Mine wasn't this shaggy

I had so many different types of coats when I lived there. Along with all the windbreakers and hoodies and sweaters and parkas, I had two super heavy, beastly thick coats. We're talkin' Jeremiah Johnson here. One was a sheepskin-type coat, buff color suede on the outside and the woolly business on the inside. But as a brunette (a 'Winter' for you gals who know your season colors) that buff color never looked particularly good on me (dead giveaway - people always asking me if I felt okay when I wore it), so when I found a similar style coat in a gorgeous dark chocolate brown for a sweet deal at a consignment store in St. Paul, I snagged it. You look at this coat and your first thought is 'buffalo hide'. A really stylish, well-tailored buffalo hide. Talk about warm! It was like walking around in a toaster oven. They were some of the first things I gave away when we got word we were transferred to South Carolina. Absolute rock-solid guaranteed lock I was never, ever going to need those coats south of the Mason-Dixon line.*

And then there was the temperature-rated footwear. I was not aware such things existed until I moved to Minnesota, and boy was I glad they did. Let's not forget the special socks, underwear, hats, gloves for wind, snow, ice, sleet, fog, and all the various combinations. Minnesota is a very clothing-intensive place. If you go there in any month other than July, you will need to pack lots and lots of extra items. Layer!! If you move there, buy a house with lots of closets and storage space - you will need it.

But I digress.

Snowplows and cold weather gear notwithstanding, I was born and raised and lived most of my first 30+ years in a warm weather climate, and not just any warm weather climate. I am a Native Texan, and when I say warm, I mean HOT, and not just your garden variety hot. We're talking preheat the (electric) oven, open it up and take a deep breath, singe your nasal hairs hot. People say if you live in a warm climate, your blood is thinner.

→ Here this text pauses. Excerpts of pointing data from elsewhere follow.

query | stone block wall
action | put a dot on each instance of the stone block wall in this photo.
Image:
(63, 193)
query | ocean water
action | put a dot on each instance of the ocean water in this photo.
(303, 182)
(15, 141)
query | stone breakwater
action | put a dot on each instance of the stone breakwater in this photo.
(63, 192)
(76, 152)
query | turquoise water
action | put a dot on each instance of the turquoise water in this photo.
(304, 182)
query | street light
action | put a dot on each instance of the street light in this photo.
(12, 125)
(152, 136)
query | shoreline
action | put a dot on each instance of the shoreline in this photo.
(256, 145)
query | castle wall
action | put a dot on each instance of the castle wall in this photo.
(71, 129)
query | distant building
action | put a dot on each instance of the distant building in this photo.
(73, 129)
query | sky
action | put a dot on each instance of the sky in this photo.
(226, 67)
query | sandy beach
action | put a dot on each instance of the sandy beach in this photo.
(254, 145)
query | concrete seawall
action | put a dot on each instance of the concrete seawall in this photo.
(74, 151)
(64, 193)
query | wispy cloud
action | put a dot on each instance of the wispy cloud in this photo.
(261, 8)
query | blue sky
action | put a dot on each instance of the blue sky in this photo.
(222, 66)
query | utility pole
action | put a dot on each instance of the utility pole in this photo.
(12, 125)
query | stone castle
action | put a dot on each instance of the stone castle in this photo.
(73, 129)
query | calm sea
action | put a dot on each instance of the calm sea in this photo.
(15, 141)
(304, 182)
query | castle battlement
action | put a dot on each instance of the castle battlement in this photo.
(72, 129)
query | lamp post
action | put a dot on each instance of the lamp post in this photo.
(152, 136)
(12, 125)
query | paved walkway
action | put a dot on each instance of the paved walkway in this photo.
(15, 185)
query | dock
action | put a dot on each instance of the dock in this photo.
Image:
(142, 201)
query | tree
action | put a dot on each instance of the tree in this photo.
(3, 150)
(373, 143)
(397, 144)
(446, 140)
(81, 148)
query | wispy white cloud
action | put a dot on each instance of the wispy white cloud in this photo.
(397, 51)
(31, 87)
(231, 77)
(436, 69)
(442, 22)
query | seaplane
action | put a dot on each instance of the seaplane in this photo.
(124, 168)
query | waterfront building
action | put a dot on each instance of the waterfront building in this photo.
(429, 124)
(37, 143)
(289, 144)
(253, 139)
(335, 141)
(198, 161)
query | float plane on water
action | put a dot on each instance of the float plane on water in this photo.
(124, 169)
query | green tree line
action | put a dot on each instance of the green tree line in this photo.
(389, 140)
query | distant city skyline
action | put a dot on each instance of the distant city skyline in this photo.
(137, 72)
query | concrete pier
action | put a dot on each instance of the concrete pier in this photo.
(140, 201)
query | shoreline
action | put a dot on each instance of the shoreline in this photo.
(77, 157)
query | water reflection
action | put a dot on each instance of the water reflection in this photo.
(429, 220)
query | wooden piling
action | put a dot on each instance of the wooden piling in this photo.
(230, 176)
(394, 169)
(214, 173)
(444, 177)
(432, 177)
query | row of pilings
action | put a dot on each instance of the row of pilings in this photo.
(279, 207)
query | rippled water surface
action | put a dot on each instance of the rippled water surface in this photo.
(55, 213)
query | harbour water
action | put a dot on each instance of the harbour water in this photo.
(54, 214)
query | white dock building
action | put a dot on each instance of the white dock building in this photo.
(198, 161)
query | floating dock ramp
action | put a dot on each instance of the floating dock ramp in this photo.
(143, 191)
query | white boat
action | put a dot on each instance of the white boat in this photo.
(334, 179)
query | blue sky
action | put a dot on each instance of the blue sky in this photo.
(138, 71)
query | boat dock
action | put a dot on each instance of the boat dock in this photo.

I don't know if that is true or not but I think it is true in spirit - you just never get used to cold weather. In addition, based on my informal survey aka Common Sense, there are way more people moving south or traveling south to escape cold weather than there are those going in the other direction. Just ask Ohio and Long Island how many of their former residents now have a South Carolina zip code.

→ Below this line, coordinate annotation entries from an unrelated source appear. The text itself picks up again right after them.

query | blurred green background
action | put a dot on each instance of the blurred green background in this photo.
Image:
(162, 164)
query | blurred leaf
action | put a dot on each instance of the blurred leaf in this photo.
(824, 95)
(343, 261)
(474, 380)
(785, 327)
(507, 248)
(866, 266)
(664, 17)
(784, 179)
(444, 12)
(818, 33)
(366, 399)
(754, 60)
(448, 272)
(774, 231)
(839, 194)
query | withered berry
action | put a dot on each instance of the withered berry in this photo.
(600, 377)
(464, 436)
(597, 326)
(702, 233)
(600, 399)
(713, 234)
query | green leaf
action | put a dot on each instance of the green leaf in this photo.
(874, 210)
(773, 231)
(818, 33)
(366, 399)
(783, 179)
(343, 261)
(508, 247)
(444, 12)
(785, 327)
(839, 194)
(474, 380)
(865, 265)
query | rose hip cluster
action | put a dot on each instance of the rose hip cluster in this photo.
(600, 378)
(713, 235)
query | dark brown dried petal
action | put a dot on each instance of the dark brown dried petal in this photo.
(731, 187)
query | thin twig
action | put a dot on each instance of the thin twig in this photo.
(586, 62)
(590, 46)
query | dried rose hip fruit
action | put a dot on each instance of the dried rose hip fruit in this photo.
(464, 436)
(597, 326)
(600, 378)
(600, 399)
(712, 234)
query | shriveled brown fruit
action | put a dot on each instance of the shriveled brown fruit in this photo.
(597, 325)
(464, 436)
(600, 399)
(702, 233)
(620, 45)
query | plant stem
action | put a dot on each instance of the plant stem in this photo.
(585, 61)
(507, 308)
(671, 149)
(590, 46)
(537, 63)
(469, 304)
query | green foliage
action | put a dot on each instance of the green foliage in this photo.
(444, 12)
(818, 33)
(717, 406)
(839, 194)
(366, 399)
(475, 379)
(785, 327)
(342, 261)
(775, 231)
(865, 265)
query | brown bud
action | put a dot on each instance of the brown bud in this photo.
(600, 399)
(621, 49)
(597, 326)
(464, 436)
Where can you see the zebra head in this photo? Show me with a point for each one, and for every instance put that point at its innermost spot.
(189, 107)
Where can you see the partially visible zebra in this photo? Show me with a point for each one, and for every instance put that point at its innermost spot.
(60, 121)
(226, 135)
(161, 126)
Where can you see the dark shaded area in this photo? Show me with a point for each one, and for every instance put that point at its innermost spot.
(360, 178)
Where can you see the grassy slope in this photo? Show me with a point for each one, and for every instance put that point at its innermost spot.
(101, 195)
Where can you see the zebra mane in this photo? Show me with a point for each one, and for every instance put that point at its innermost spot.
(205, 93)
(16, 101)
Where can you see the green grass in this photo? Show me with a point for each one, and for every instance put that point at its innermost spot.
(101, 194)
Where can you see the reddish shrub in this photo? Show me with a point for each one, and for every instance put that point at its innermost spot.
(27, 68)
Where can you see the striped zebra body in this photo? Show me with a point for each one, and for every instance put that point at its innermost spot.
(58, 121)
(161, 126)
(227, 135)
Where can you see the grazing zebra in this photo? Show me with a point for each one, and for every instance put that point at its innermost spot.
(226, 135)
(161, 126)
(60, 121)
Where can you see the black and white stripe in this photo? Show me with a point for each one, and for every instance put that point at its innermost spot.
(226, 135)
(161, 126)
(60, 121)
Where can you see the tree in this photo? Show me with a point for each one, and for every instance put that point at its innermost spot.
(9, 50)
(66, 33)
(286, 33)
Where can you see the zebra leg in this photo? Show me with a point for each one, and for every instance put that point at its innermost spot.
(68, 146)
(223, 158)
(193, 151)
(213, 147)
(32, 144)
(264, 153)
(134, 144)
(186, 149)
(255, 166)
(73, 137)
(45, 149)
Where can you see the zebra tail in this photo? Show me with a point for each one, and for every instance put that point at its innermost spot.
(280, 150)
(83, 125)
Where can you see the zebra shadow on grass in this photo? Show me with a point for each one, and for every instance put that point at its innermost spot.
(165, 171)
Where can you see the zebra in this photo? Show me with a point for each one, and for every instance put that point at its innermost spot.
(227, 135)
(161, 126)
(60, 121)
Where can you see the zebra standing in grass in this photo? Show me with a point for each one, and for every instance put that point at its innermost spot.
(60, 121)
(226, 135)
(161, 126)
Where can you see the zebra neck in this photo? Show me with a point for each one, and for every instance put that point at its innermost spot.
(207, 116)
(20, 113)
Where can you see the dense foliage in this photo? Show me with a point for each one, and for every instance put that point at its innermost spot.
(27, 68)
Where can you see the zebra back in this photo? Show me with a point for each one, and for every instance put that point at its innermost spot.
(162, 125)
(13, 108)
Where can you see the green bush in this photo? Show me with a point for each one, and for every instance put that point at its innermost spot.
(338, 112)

It was a struggle for me, getting through some of those long, cold winters. I remember the time I got an ice cream headache walking into a headwind from the parking lot into the grocery store. I think it was 4 degrees (F) before wind chill calculation. Hey, at least it was above zero! Here's how crazy my thinking got after a few years up there: it wasn't cold as long as the temp was in double digits (above zero, of course). So as long as it was 10 or warmer, I could usually trick myself into bearing one more day of winter. It didn't take me long to get my thinking straight after we moved to South Carolina, where everyone knows anything below 50F is cold. That reminds me of the time my folks (also Native Texans) were visiting and my mom kept asking me why the children we passed playing happily outside weren't wearing coats. It was probably about 50 outside, and to a Minnesotan, that's downright balmy!

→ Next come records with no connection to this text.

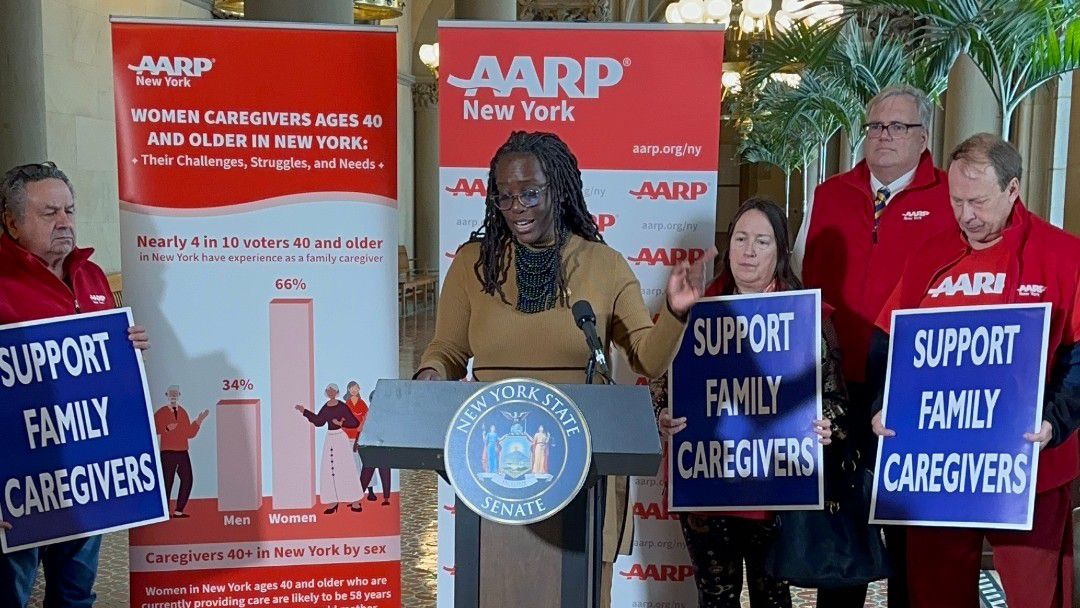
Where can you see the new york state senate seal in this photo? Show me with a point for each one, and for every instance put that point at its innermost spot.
(517, 451)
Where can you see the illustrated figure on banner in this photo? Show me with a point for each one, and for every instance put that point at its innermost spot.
(338, 478)
(176, 429)
(359, 408)
(368, 472)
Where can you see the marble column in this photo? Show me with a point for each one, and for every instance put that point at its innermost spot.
(406, 132)
(970, 106)
(426, 171)
(310, 11)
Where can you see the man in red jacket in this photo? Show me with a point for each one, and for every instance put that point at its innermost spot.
(43, 274)
(999, 253)
(863, 226)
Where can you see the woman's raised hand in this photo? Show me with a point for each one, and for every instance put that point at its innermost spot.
(687, 284)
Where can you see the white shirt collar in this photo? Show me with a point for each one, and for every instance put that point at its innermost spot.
(896, 186)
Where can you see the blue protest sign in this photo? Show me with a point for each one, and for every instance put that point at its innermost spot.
(963, 386)
(80, 454)
(747, 378)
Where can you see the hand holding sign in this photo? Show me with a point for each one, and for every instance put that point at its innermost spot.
(138, 337)
(879, 429)
(823, 428)
(670, 426)
(1042, 437)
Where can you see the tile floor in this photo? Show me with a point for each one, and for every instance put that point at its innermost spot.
(418, 494)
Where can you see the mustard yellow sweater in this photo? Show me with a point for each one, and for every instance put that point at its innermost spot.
(548, 346)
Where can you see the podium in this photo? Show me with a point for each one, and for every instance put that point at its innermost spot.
(552, 563)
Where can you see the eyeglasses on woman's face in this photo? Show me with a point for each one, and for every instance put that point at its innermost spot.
(528, 198)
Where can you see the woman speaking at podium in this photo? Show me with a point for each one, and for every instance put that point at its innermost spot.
(505, 300)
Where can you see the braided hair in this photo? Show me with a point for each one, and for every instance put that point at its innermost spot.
(568, 205)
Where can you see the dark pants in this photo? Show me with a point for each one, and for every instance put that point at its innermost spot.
(895, 537)
(177, 463)
(69, 567)
(718, 545)
(365, 478)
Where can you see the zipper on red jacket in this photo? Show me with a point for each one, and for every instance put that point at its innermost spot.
(941, 269)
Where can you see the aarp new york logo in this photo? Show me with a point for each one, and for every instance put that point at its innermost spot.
(517, 451)
(542, 77)
(165, 70)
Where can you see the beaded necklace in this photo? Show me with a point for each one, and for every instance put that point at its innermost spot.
(537, 277)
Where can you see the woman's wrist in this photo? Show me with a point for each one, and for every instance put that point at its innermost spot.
(680, 318)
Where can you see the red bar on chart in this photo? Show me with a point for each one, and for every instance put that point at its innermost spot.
(239, 455)
(292, 382)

Minnesota is a gorgeous place and I love my Minnesota friends. But after eight years there, I am convinced hell is not a place of fire and flame. Nope. It is icy and cold, dreary and overcast. The wind is always in your face, you are always one layer short, you've lost your only hat, and you are out of lip balm.

* Extra points if you actually know where the Mason-Dixon line is. Google if you must.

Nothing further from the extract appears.